In this activity high voltage technologies, sub-assemblies and thermal management techniques needed for Q-band EPCs were to be developed and demonstrated via a breadboard.

A complete high voltage module breadboard including transformer and insulation material was to be built and tested to fully validate the technologies developed

Validation was to include test of EPC BB and technology samples according to the agreed Evaluation Plan.

Assumed requirements were helix voltages of about 15 kV, DC power consumption of 300-400W and RF power 150-200W

Challenges

Major challenges were to establish a suitable requirements baseline with ongoing TWT developments and selection and incorporation of major design drivers to ensure optimal trade-off concerning cost and performance of design

Benefits

Compact 15kV HV module design by making extensive use of SMT parts compared to previous designs

Features

The EPC using the new 15kV HV-module is comparable in size to Tesats FPM design and successfully passed 1500h TV test.

System Architecture

The Q-Band EPC uses a LV-Board, Interface-Board and a HV-Board. As part of this activity main focus was set on HV-Board. The voltages are generated by one high voltage transformer. Current limiting resistors are inserted to prevent damage in case of external short circuit.
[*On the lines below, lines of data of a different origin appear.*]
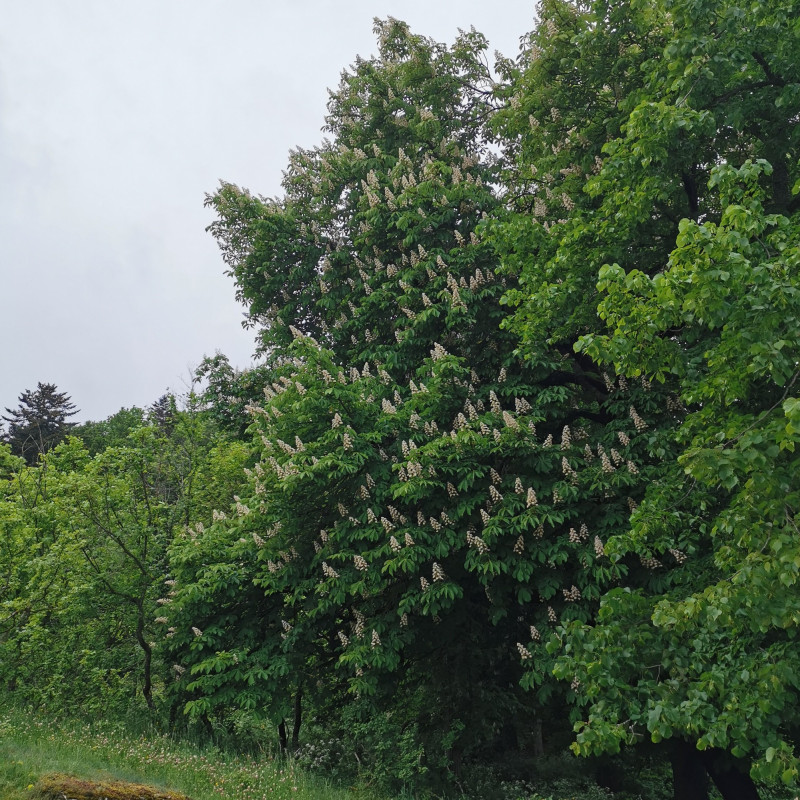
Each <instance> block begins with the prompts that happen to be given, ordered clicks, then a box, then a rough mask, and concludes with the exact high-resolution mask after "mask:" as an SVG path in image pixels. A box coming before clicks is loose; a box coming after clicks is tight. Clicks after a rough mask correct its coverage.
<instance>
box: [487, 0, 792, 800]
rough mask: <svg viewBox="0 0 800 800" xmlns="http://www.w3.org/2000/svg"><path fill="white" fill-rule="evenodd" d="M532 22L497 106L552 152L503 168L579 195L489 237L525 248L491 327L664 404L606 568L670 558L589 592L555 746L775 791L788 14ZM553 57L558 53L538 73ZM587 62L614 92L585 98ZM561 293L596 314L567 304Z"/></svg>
mask: <svg viewBox="0 0 800 800" xmlns="http://www.w3.org/2000/svg"><path fill="white" fill-rule="evenodd" d="M554 8H557V9H559V8H560V9H562V10H561V11H560V12H559V13H558V14H557V15H555V17H553V16H551V17H550V18H547V17H545V19H544V21H543V26H544V27H547V26H548V25H549V26H550V27H551V28H552V30H550V31H549V32H548V36H547V37H545V35H544V27H543V29H542V31H541V34H540V35H539V37H538V38H536V40H535V43H536V44H537V45H539V46H540V47H541V50H540V53H541V57H539V58H535V59H533V63H532V66H531V72H532V74H534V75H537V74H538V75H541V74H542V71H543V70H546V69H547V68H548V66H549V67H550V69H551V70H552V71H551V73H550V78H549V81H548V82H547V83H546V84H545V87H544V88H543V87H542V85H541V84H538V85H531V86H530V87H529V88H528V90H527V91H523V92H521V93H520V94H519V96H518V98H517V100H516V101H515V102H516V105H517V106H518V107H519V108H521V109H524V110H525V112H526V113H527V114H530V115H531V117H530V118H531V122H530V125H531V126H532V128H531V130H532V131H533V133H525V134H522V135H521V141H522V142H523V146H524V143H525V142H526V141H529V140H530V139H531V138H533V139H536V140H537V141H544V142H545V143H546V144H554V145H555V146H554V147H552V148H551V153H552V154H553V155H551V154H550V153H548V152H547V151H544V150H543V149H542V148H540V149H539V151H538V153H537V152H536V151H535V150H531V151H528V156H527V159H526V154H525V152H523V153H522V155H521V156H520V159H521V163H522V166H523V167H525V168H527V170H528V173H529V174H530V175H533V176H534V177H531V178H530V179H529V181H530V182H529V185H530V186H531V187H532V191H531V194H532V202H533V203H534V205H535V204H536V203H537V201H538V202H539V204H540V206H544V205H548V210H549V206H550V205H551V204H552V201H553V200H555V201H556V202H558V198H557V192H556V190H555V188H554V185H553V183H554V182H557V183H562V184H563V185H566V183H567V181H569V180H572V179H573V178H574V175H572V173H571V172H570V171H569V170H570V167H569V166H568V165H565V168H564V169H561V170H560V171H559V172H556V170H555V169H554V168H553V160H554V158H557V157H558V156H561V155H563V154H564V153H565V151H566V150H568V149H569V150H571V153H570V157H571V158H572V159H573V160H574V163H575V164H576V165H577V166H578V167H579V169H580V174H581V175H583V176H585V177H584V178H583V180H582V182H581V184H580V185H579V186H578V185H577V184H575V185H576V186H577V189H578V192H579V196H578V197H570V198H569V202H566V201H565V200H562V202H561V203H560V204H559V205H560V209H559V211H560V216H561V219H560V221H559V220H556V221H555V222H554V221H553V220H552V218H550V217H547V216H545V215H544V214H537V212H536V209H535V208H534V216H535V217H537V219H538V224H537V222H536V220H534V221H531V220H529V219H528V220H525V219H523V218H521V217H519V216H515V217H514V218H513V219H512V220H511V222H510V223H508V224H506V225H505V226H503V225H498V228H497V229H498V231H499V232H498V234H497V238H498V240H500V241H502V239H503V237H504V236H505V237H506V241H507V242H511V241H517V240H519V239H520V238H521V237H522V235H523V234H522V233H521V232H524V231H529V233H528V234H527V238H525V239H522V240H523V241H525V242H526V243H528V244H529V248H528V249H525V248H517V249H516V250H514V251H513V252H512V249H511V248H510V247H508V248H507V251H508V252H507V253H506V255H505V257H504V262H505V263H506V264H507V265H508V266H509V268H513V269H514V270H516V271H519V272H520V273H521V278H520V280H521V282H522V284H523V286H524V289H523V290H522V291H517V292H515V293H513V294H512V295H511V296H510V297H509V300H511V301H513V302H518V303H520V305H519V308H518V312H517V315H516V317H515V320H514V322H513V326H514V327H515V329H517V330H518V331H519V332H520V335H521V336H522V338H523V340H524V342H525V349H526V351H528V352H530V355H531V357H532V358H538V357H539V353H540V352H541V347H542V343H543V342H547V341H553V340H556V341H560V342H562V343H563V345H564V346H566V347H568V348H569V349H572V350H574V351H575V352H576V353H577V354H578V357H580V356H589V357H590V358H591V360H592V361H593V362H595V363H596V364H597V365H599V367H600V368H602V369H606V370H608V371H610V372H612V373H616V374H619V375H622V376H624V377H625V379H626V380H628V381H633V380H640V379H643V380H645V381H653V383H654V384H662V385H663V386H664V387H665V389H666V390H667V392H668V393H669V392H671V393H672V395H671V398H670V403H671V406H672V408H673V409H676V410H677V411H676V413H675V414H674V415H673V420H672V421H671V423H670V426H669V428H667V429H664V430H663V431H662V433H663V434H665V435H666V440H669V439H670V438H671V439H672V444H671V445H669V446H667V447H665V449H664V450H663V451H662V456H663V463H662V465H661V467H660V469H659V472H658V474H657V478H658V479H657V480H655V481H653V483H652V484H651V485H650V486H649V487H648V490H647V493H646V496H645V499H644V502H643V503H642V504H641V506H640V507H639V508H638V510H637V511H636V513H635V514H634V516H633V520H632V528H631V531H630V532H627V533H625V534H624V535H621V536H617V537H614V538H613V539H612V540H611V541H610V542H607V543H606V544H607V548H606V552H607V553H608V555H609V556H610V557H611V558H612V560H615V561H616V560H617V559H626V558H630V557H631V556H632V555H636V556H638V557H640V558H642V559H646V560H649V562H650V563H651V564H653V565H656V564H657V565H659V566H658V567H657V570H656V573H655V574H656V575H658V574H659V572H661V573H665V572H666V571H665V570H664V569H662V566H661V565H664V566H666V565H669V564H671V563H672V564H674V562H675V561H683V554H686V555H688V556H689V559H688V561H687V562H686V564H685V565H683V566H681V567H680V568H679V569H678V568H675V569H672V570H671V571H670V575H669V576H668V575H666V574H664V580H663V582H662V584H661V585H660V586H659V585H658V583H654V582H652V581H651V582H650V583H649V584H643V585H641V586H638V587H637V584H636V583H635V582H631V583H630V584H629V586H628V587H627V588H625V589H622V588H619V589H615V590H613V591H611V592H609V593H608V594H607V595H606V596H605V597H604V599H603V603H602V606H601V610H600V613H599V618H598V620H596V621H595V624H592V625H586V624H583V623H578V622H576V623H573V624H570V625H568V626H566V627H565V629H564V630H563V631H562V632H561V634H560V635H561V645H563V647H562V646H561V645H560V644H559V643H558V642H554V643H553V645H552V649H553V651H554V652H560V653H561V655H560V657H559V660H558V664H557V672H558V674H559V675H560V676H561V677H563V678H565V679H567V680H569V681H571V682H572V684H573V685H580V687H581V689H580V692H579V693H578V694H577V696H576V701H577V702H578V703H579V704H580V705H583V706H585V709H586V710H585V712H584V713H583V714H582V719H580V720H579V722H578V727H577V733H578V736H577V741H576V750H577V751H578V752H581V753H597V752H602V751H604V750H609V749H611V750H615V749H618V748H619V746H620V744H621V743H623V742H624V743H629V744H633V743H635V742H637V741H641V740H642V738H643V737H647V738H649V739H651V740H652V741H653V742H661V741H665V742H668V743H669V746H670V749H671V752H672V754H673V758H674V763H675V766H676V788H675V792H676V797H678V796H680V797H705V796H706V793H707V790H706V788H705V786H704V783H703V781H702V779H701V778H698V773H697V769H699V771H700V772H701V773H702V772H705V771H708V772H709V773H710V774H711V776H712V777H713V779H714V780H715V782H716V783H717V785H718V787H719V789H720V791H721V792H722V793H723V795H724V796H725V797H736V798H739V797H746V798H751V797H756V796H757V791H756V788H755V785H754V784H753V783H752V781H751V780H750V779H749V778H748V776H747V771H748V769H751V770H752V773H753V775H754V776H757V777H760V778H764V779H775V778H777V777H781V778H783V780H784V781H786V782H788V783H790V784H793V783H794V782H795V781H796V778H797V761H796V756H795V752H794V747H793V745H792V740H793V731H794V730H795V724H794V721H793V720H794V716H795V709H796V707H797V676H796V668H795V667H796V662H797V654H796V653H795V647H794V639H795V636H796V630H795V620H796V609H795V603H794V600H793V593H792V592H791V591H787V589H788V587H792V586H794V584H795V582H796V574H795V573H796V569H797V566H796V565H797V563H798V561H797V556H796V539H797V536H796V529H795V524H794V521H793V520H794V515H795V511H796V488H797V487H796V481H795V480H794V479H793V478H792V477H791V476H792V475H793V474H794V471H795V469H796V465H795V463H794V462H795V459H794V455H793V453H794V450H795V435H796V430H797V425H796V422H795V406H796V402H795V400H794V396H795V394H796V390H795V382H796V369H797V363H798V358H797V354H796V352H795V348H794V346H793V343H794V342H795V341H796V340H797V335H796V333H797V331H796V323H797V310H796V308H795V303H794V297H795V295H796V293H797V286H796V276H795V274H794V273H795V272H796V248H797V220H796V216H797V208H798V205H797V201H796V198H793V197H792V193H791V186H792V183H793V182H794V181H796V179H797V177H798V172H797V163H798V149H797V148H798V132H797V125H796V124H795V123H796V119H797V114H798V107H797V86H798V73H797V63H798V60H797V57H798V54H797V41H798V37H797V22H796V20H797V8H796V3H792V2H786V3H778V4H776V5H772V6H770V7H769V8H767V7H765V6H762V5H760V4H757V3H753V4H750V3H746V4H744V5H743V4H741V3H723V4H719V3H715V4H707V3H685V2H682V0H675V2H664V3H660V4H650V5H648V7H647V8H644V7H642V6H638V5H633V4H630V5H628V4H626V5H623V6H610V5H609V4H607V3H595V4H592V5H591V6H590V7H588V8H586V9H584V10H583V12H582V13H583V14H585V17H582V14H581V13H579V12H578V10H577V9H576V8H572V7H571V6H566V5H565V6H559V5H556V6H554ZM582 19H583V20H584V22H583V26H581V20H582ZM564 28H567V29H569V36H568V37H567V38H564V37H561V38H560V37H559V36H558V35H557V34H558V32H559V30H561V31H563V30H564ZM576 28H577V32H576ZM667 32H668V34H669V35H668V36H665V34H666V33H667ZM548 37H549V39H548ZM559 42H560V43H559ZM559 47H561V48H563V49H567V50H568V51H569V52H568V54H566V55H564V57H563V58H560V59H558V60H556V59H555V56H556V54H557V51H558V49H559ZM599 48H607V52H609V53H610V54H611V62H612V64H613V66H610V65H609V66H606V67H605V68H604V69H603V74H604V75H610V76H612V78H613V80H612V79H609V80H605V79H604V80H603V81H602V82H601V81H595V80H593V75H594V74H595V73H594V72H593V68H592V66H591V64H592V60H591V58H590V56H591V55H592V54H594V53H597V52H598V49H599ZM568 65H570V66H571V67H572V69H565V67H567V66H568ZM566 83H571V84H574V85H577V86H578V87H579V91H581V92H582V93H583V94H582V95H581V96H583V97H587V98H588V102H586V103H585V104H583V105H579V107H577V108H576V106H574V105H573V106H571V108H572V111H573V114H574V116H573V117H572V119H570V121H569V122H567V123H565V125H572V128H571V129H570V130H568V131H566V134H567V137H566V139H565V138H564V133H565V132H564V131H563V130H559V129H560V125H559V119H561V118H562V117H563V118H564V119H565V120H566V119H567V114H568V111H566V110H564V109H563V108H561V110H560V111H559V108H560V106H559V105H558V103H557V101H556V100H554V97H561V98H564V97H565V95H564V94H559V91H558V90H559V87H563V86H564V84H566ZM526 104H527V107H526ZM548 112H549V113H548ZM510 117H511V124H513V120H514V119H517V120H518V122H517V130H519V129H520V127H519V121H520V115H519V114H517V115H516V117H515V116H514V115H513V114H511V115H510ZM600 119H602V120H603V124H604V130H602V131H600V133H601V135H600V136H598V137H592V136H585V141H584V142H583V146H582V147H581V146H580V143H581V136H582V134H583V135H585V134H586V132H587V131H591V130H595V131H597V122H598V121H599V120H600ZM534 122H535V123H537V124H534ZM615 129H616V130H617V131H618V133H616V134H615V133H614V130H615ZM556 137H561V138H559V139H557V141H555V142H553V139H554V138H556ZM575 143H577V144H575ZM599 146H602V152H600V153H597V152H595V153H594V155H595V156H597V164H596V167H595V168H594V169H591V168H589V165H588V157H589V156H591V155H593V154H592V150H593V149H595V150H597V148H598V147H599ZM556 151H558V152H556ZM542 153H544V155H542ZM581 159H583V160H581ZM555 166H558V164H556V165H555ZM544 167H547V172H548V175H549V178H548V179H541V180H540V179H539V177H536V176H540V175H541V173H542V172H543V171H544V170H543V168H544ZM559 175H560V176H561V177H558V176H559ZM518 180H519V179H518ZM796 188H797V187H796V186H795V191H796ZM562 209H563V211H562ZM540 210H541V209H540ZM542 223H546V224H542ZM509 232H513V233H515V234H516V236H517V239H515V240H512V239H509V238H508V233H509ZM542 242H544V244H542ZM576 293H583V294H587V295H590V296H591V295H594V298H593V300H592V302H591V303H587V304H585V305H583V306H578V304H576V303H575V302H574V300H575V297H576ZM595 293H596V294H595ZM574 308H577V309H578V310H577V311H572V310H571V309H574ZM564 309H567V312H566V313H564ZM565 319H566V324H560V323H562V321H563V320H565ZM667 397H668V398H669V397H670V395H669V394H667ZM676 423H679V424H677V425H676ZM670 430H671V431H672V432H671V433H670ZM662 441H664V439H662ZM677 553H680V554H681V556H680V557H678V556H677V555H676V554H677ZM675 566H676V567H677V566H678V565H677V564H676V565H675Z"/></svg>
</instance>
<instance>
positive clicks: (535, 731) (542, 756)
mask: <svg viewBox="0 0 800 800" xmlns="http://www.w3.org/2000/svg"><path fill="white" fill-rule="evenodd" d="M533 755H534V757H535V758H542V757H543V756H544V737H543V736H542V718H541V717H540V716H539V715H538V714H537V716H536V719H534V721H533Z"/></svg>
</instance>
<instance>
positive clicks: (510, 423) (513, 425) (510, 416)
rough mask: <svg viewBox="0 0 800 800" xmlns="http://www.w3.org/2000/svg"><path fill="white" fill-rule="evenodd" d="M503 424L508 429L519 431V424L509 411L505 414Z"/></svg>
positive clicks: (503, 414)
mask: <svg viewBox="0 0 800 800" xmlns="http://www.w3.org/2000/svg"><path fill="white" fill-rule="evenodd" d="M503 422H504V423H505V426H506V427H507V428H511V429H512V430H519V423H518V422H517V421H516V420H515V419H514V417H512V416H511V414H510V413H509V412H508V411H504V412H503Z"/></svg>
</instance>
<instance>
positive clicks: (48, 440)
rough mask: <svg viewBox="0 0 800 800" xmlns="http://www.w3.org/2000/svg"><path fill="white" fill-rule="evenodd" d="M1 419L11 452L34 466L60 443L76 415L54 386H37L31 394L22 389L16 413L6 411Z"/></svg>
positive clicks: (74, 405)
mask: <svg viewBox="0 0 800 800" xmlns="http://www.w3.org/2000/svg"><path fill="white" fill-rule="evenodd" d="M6 413H7V414H8V416H6V415H5V414H4V415H3V419H4V420H5V421H6V422H8V431H7V432H6V433H5V436H4V440H5V441H6V442H7V443H8V444H10V445H11V451H12V452H13V453H14V454H15V455H18V456H21V457H22V458H24V459H25V461H26V462H27V463H28V464H35V463H36V461H37V460H38V458H39V456H40V455H42V454H44V453H46V452H47V451H48V450H51V449H52V448H53V447H55V446H56V445H57V444H58V443H59V442H60V441H62V440H63V439H64V437H65V436H66V435H67V433H68V432H69V430H70V429H71V428H72V427H73V426H74V423H72V422H69V419H70V417H74V416H75V414H77V413H78V410H77V409H76V407H75V404H74V403H73V402H72V401H71V399H70V397H69V395H68V394H67V393H66V392H59V391H58V389H57V387H56V385H55V384H54V383H41V382H40V383H38V384H37V385H36V389H35V390H31V389H26V390H25V391H24V392H23V393H22V394H21V395H20V396H19V406H18V407H17V408H16V409H11V408H6Z"/></svg>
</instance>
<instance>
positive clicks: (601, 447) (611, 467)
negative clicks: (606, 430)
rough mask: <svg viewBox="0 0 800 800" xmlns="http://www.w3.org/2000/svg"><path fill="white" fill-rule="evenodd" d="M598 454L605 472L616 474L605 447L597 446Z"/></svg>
mask: <svg viewBox="0 0 800 800" xmlns="http://www.w3.org/2000/svg"><path fill="white" fill-rule="evenodd" d="M597 454H598V455H599V456H600V463H601V464H602V469H603V472H605V473H611V472H614V465H613V464H612V463H611V459H609V457H608V455H607V453H606V451H605V450H604V449H603V445H601V444H599V445H597Z"/></svg>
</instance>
A cathode current regulator is connected to a convenient voltage within the high voltage generation. A helix voltage regulator is implemented for minimal helix voltage variation.

Plan

The Q-Band EPC uses a LV-Board, Interface-Board and a HV-Board. As part of this activity main focus was set on HV-Board. The voltages are generated by one high voltage transformer. Current limiting resistors are inserted to prevent damage in case of external short circuit.

A cathode current regulator is connected to a convenient voltage within the high voltage generation. A helix voltage regulator is implemented for minimal helix voltage variation.

Current status

All activities within this project have been completed

Status date

Wednesday, December 2, 2020 - 09:38